Dr. Stoler: I think the one other really interesting and helpful piece of putting in transcatheter based valves is it’s really revolutionized the way we look at valve disease. We all see patients together in a valve clinic and so it’s a truly thoughtful academic relatively selfless way to decide what’s best for a patient. I’m going to a valve clinic later today with two other heart surgeons and another cardiologist. Patients that are felt to be high risk get referred in, we see them together. We analyze all their data together. We decide together what the best treatment is for the patient and that’s a much more collaborative way to treat patients that’s 100 percent best for the patient. The byproduct of that is the interest level for the doctors. I learn more about how the open heart surgeons think and work. They learn more about how I think and work and it makes us all smarter; it’s better care for the patient and it’s more interesting for us. It’s really partly revolutionized the process by which we treat valve disease.
A lot of the general public doesn’t understand that if a guy does open heart surgery that’s generally what he’s going to go to. You’ve got to back away from these guys, because that’s what they do.

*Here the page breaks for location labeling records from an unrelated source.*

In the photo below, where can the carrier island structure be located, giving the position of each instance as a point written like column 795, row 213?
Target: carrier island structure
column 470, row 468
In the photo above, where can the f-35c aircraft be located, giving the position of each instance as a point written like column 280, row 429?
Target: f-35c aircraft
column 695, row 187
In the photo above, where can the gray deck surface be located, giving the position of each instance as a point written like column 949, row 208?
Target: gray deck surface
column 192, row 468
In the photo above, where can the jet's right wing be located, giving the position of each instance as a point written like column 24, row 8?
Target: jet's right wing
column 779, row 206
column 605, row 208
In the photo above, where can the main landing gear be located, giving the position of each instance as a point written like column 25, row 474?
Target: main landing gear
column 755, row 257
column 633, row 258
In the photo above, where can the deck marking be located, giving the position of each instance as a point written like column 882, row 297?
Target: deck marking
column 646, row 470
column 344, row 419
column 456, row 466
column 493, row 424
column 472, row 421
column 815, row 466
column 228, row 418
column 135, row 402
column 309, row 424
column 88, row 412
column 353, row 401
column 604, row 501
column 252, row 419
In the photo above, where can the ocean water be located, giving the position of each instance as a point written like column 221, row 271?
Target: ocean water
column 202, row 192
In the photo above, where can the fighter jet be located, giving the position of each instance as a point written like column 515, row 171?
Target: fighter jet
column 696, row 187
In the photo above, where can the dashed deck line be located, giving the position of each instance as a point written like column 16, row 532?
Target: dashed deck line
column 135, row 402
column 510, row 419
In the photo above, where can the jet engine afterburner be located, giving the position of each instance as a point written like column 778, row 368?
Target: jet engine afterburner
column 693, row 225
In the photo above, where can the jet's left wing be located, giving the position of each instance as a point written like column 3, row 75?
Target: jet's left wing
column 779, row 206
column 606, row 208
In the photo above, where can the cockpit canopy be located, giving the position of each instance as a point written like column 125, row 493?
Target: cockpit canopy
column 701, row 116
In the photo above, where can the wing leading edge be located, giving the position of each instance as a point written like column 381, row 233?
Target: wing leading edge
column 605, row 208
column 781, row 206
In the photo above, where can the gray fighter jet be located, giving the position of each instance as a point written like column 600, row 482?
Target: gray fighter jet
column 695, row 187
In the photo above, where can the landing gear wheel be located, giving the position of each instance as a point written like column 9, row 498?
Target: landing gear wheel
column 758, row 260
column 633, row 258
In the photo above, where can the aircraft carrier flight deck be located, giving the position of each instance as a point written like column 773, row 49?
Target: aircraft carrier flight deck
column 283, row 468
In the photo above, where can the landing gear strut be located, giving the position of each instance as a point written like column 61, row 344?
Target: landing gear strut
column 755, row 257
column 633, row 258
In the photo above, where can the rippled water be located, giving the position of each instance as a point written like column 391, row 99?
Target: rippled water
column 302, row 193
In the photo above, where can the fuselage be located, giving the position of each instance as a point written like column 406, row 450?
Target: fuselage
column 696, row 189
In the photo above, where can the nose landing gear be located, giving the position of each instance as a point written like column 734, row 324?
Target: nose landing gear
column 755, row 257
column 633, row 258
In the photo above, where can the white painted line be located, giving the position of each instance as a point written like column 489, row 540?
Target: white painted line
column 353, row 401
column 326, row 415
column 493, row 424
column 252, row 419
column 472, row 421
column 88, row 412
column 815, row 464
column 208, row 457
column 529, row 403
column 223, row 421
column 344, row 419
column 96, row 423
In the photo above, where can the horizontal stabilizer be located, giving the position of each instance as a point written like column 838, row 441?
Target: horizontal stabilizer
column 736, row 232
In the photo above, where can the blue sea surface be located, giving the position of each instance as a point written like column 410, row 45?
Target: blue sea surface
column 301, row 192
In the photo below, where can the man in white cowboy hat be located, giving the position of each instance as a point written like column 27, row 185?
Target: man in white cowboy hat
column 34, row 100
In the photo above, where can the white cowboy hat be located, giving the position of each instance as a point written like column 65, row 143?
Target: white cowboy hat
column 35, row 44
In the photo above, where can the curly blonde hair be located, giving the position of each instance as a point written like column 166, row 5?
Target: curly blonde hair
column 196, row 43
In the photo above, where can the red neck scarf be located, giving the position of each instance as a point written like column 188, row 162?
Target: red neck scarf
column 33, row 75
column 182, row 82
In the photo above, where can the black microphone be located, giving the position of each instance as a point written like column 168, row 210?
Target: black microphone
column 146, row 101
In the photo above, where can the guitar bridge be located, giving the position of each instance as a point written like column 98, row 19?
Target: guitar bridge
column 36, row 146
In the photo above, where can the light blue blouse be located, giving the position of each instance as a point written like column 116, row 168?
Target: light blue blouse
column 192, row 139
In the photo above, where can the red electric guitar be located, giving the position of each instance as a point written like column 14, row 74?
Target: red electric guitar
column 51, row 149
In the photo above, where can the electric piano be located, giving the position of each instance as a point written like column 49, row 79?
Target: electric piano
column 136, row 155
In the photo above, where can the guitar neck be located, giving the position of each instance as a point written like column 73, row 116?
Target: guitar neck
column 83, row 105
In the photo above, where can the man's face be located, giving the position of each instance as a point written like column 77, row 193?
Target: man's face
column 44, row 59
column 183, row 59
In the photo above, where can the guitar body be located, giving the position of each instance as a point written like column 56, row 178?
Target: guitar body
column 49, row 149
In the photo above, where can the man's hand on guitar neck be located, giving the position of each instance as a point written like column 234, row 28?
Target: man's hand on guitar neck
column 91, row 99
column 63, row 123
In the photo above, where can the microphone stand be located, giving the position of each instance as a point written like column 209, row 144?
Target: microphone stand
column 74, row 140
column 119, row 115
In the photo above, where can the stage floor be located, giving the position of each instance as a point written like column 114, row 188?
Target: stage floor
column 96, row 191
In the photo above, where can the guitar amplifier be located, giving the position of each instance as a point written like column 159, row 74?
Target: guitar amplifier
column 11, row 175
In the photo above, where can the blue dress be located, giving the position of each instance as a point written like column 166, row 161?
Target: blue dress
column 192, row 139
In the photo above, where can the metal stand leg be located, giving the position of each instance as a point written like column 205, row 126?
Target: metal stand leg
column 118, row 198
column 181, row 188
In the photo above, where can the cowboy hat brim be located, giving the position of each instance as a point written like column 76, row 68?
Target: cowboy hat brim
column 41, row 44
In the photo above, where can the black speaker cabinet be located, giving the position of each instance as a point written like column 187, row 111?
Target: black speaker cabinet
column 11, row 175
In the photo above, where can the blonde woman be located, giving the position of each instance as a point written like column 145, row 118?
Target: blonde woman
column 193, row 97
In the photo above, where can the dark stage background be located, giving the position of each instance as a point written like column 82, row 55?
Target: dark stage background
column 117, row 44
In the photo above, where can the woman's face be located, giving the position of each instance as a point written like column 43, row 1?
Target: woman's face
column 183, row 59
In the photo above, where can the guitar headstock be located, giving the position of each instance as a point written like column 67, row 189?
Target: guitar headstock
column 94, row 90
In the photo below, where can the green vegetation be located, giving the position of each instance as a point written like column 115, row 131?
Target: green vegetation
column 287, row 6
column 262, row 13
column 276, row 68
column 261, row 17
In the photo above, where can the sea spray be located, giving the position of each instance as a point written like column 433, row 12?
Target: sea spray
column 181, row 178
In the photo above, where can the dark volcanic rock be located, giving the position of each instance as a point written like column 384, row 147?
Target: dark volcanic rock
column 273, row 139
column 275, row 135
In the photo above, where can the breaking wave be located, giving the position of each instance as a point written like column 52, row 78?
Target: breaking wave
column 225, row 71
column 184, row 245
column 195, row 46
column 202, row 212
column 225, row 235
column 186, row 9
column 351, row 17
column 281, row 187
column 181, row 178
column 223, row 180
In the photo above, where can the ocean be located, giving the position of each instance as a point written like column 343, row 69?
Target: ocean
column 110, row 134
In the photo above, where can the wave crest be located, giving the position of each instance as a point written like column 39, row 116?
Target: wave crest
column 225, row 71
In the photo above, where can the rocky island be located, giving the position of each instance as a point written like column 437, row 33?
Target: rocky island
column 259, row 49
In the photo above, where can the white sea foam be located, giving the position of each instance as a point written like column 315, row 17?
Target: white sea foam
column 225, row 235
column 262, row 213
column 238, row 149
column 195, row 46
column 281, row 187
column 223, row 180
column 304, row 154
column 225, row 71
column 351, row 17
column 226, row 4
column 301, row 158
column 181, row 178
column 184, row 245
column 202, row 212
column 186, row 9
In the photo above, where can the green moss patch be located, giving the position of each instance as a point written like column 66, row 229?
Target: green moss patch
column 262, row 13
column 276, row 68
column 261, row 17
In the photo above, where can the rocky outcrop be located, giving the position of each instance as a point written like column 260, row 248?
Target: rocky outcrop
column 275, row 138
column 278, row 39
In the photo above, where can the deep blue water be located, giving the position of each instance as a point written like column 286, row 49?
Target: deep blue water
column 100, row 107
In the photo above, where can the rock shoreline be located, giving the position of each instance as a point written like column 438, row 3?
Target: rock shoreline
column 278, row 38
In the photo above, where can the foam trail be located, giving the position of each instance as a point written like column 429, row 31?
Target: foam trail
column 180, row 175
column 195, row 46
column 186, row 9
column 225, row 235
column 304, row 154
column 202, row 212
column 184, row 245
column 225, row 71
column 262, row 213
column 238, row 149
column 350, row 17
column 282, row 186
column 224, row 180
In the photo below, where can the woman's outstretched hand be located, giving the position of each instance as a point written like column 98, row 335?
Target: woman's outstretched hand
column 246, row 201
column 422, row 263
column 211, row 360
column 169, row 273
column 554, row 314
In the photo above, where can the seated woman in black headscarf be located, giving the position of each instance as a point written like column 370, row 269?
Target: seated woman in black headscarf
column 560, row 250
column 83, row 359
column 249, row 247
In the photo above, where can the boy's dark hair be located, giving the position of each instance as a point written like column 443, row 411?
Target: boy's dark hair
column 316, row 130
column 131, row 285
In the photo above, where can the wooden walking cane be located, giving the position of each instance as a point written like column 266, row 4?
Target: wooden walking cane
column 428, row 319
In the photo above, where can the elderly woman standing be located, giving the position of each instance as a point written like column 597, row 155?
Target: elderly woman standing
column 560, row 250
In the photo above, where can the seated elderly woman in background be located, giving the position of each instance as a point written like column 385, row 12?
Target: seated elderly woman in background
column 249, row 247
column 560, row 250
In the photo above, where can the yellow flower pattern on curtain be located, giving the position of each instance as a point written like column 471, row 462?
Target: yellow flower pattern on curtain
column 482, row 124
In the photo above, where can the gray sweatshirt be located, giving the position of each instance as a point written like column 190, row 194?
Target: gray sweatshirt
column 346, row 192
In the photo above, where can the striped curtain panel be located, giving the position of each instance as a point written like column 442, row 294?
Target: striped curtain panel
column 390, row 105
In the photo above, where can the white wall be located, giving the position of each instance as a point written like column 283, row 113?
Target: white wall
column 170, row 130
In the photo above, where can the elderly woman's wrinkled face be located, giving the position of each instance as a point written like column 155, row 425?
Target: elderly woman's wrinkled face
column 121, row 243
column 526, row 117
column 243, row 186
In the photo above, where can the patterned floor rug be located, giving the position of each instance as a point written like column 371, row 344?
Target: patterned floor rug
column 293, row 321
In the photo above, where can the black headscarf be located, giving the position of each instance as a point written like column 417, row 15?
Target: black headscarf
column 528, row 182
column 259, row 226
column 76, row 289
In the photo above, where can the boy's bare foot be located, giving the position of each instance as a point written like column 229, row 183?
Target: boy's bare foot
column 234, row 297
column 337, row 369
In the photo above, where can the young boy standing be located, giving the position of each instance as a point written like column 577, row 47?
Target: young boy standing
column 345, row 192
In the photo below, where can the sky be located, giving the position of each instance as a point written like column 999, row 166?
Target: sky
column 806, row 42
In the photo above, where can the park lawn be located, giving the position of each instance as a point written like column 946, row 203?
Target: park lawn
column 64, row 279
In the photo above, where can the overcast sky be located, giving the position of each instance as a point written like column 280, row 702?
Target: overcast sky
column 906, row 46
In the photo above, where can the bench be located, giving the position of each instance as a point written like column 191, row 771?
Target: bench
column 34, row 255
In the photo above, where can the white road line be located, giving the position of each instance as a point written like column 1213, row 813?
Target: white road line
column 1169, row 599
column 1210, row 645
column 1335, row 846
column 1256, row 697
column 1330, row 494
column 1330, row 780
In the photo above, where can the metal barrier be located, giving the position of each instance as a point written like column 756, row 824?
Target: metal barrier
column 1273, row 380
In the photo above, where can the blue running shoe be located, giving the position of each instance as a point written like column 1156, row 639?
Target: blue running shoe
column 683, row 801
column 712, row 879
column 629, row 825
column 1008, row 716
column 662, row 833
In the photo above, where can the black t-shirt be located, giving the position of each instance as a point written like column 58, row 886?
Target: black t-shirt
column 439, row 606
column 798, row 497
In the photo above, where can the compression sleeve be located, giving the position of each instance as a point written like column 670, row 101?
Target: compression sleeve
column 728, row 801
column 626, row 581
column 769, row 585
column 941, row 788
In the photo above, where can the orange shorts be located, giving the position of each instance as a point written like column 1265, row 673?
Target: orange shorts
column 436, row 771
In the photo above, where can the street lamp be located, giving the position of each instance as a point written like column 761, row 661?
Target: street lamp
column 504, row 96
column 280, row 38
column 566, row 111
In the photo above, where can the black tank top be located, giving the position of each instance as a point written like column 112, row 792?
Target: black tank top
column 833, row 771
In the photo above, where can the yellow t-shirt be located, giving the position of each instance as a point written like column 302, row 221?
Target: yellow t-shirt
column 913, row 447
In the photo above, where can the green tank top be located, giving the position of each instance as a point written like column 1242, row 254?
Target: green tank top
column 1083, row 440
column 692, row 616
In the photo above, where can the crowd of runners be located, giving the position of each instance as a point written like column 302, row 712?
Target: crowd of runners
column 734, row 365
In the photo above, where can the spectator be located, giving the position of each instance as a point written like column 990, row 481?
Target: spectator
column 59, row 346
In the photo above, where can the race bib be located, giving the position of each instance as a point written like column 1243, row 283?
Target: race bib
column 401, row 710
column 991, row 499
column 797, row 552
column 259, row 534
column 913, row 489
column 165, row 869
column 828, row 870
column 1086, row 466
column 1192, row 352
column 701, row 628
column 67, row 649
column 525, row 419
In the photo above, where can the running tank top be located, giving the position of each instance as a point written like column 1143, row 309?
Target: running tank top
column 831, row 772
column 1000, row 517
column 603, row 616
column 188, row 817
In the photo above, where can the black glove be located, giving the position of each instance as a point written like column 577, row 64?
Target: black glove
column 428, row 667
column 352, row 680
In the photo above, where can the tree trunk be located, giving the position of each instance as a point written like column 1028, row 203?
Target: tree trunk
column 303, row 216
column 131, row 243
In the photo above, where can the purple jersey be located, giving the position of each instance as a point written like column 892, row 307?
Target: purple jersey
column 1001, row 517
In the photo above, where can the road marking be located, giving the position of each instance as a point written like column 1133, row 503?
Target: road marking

Dr. Stoler: Right. In this, we sit together, look at them, talk and there are a handful of us that go in and talk to the patient at the same time. There may be five or six of us talking to a patient and his or her family at the same time telling them what the thought process was and how we’ve reviewed all the studies and how we’ve come up with what we think is the most thoughtful and the best likely outcome for them. I think that makes a big difference and I think the patients get that. They understand when you come in as a group, that we’re thinking about them and that’s why we’re all there putting our heads together that day. That’s what it’s all about.
This information is intended for additional research purposes only. It is not to be used as a prescription or advice from Ivanhoe Broadcast News, Inc. or any medical professional interviewed. Ivanhoe Broadcast News, Inc. assumes no responsibility for the depth or accuracy of physician statements. Procedures or medicines apply to different people and medical factors; always consult your physician on medical matters.